Nach einem Menü aus Froschschenkeln in einer Tomaten-Knoblauch-Sauce, Lammfilet an grünen Böhnchen, einer Käseplatte und Mousse au chocolat war ich vorübergehend mit der Welt versöhnt.
»Sind Sie bereit?«, drängelte Lutz nach dem Espresso. »Ihr Artikel muss raus.«
Er brachte mir einen Laptop, der sich nach dem Start als mein eigener herausstellte.
»Woher haben Sie den? Und wie kommen, verdammt noch mal, meine Kleider hierher?«, wollte ich von Lutz wissen, der mir über die Schulter schaute.
»Regen Sie sich nicht auf. Frau Hofmann senior ist eine gute Freundin von mir. Ein kleines freundliches Schreiben, dass Sie kurzfristig zu einem Termin mussten und beides dringend brauchen, und schon war ihre Hilfsbereitschaft grenzenlos. Sie scheint Sie nicht besonders zu mögen. Aber das ist nicht mein Problem. Bin gespannt, wie Sie den Artikel aufziehen.«
Der Pater spielte wieder mit mir und verstand es geschickt durch kleine Finessen, ohne dabei die Grenze des Anstandes zu überschreiten, seine Macht zu demonstrieren.
In der knappen Stunde, die ich brauchte, um zu schreiben, zu verwerfen, zu ändern, neu zu formulieren, wich er mir nicht von der Seite.
»Klasse. Ich bewundere Menschen mit Ihrem Talent zum Schreiben. So hatte ich mir das ungefähr vorgestellt«, klatschte er lautlos Beifall und reichte mir ein Kabel, um den Computer mit der Telefondose zu verbinden.
»Die Adresse Ihres Verlages haben Sie ja.

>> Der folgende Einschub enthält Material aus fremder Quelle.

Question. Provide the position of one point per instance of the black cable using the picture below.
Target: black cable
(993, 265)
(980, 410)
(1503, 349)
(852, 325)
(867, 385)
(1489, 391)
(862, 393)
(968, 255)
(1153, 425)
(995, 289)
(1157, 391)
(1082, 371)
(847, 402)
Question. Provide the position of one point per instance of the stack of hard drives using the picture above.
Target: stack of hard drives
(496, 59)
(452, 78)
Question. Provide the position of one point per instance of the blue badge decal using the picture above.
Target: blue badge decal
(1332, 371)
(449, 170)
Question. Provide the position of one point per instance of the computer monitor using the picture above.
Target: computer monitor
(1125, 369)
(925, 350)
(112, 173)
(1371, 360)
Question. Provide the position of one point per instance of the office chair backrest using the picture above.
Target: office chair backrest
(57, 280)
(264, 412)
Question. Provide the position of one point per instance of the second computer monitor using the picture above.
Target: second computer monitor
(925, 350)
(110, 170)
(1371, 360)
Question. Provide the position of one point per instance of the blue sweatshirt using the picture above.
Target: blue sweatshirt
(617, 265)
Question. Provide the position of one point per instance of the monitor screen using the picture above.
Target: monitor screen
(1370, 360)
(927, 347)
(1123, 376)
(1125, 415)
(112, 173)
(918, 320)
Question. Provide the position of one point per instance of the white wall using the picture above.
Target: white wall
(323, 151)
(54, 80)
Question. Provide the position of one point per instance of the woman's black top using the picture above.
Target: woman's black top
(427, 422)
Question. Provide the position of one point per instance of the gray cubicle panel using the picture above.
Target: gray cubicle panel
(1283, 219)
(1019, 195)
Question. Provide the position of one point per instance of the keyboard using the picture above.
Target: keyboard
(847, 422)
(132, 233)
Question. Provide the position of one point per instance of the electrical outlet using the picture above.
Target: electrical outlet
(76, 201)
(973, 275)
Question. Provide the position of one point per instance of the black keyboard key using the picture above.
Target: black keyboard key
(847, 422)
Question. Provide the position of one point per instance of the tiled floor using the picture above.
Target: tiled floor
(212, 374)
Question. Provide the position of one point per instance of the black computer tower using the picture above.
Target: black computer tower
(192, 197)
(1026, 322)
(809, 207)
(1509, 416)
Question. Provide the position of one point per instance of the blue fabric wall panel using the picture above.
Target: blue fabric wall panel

Geben Sie den lokalen Verlag gleich in den Verteiler mit ein.«
Er reichte mir einen Zettel mit der E-Mail-Adresse.
Nachdem die Mail raus war, zog er das Kabel wieder ab und steckte es ein.
»Jetzt brauchen wir nur noch bis zur morgigen Ausgabe zu warten, dann haben Sie Ihre Pflicht getan. Orchus wird gleich eine kleine Ausfahrt mit Ihnen machen. Ich darf mich verabschieden. Habe noch zu tun. Ach ja, ich vergaß«, er legte mein Handy auf den Tisch.»Ist leider leer. Wir sehen uns auf der anderen Rheinseite.«
»Kapierst du das?«, fragte Margot mit einem leicht verzweifelten Unterton in der Stimme.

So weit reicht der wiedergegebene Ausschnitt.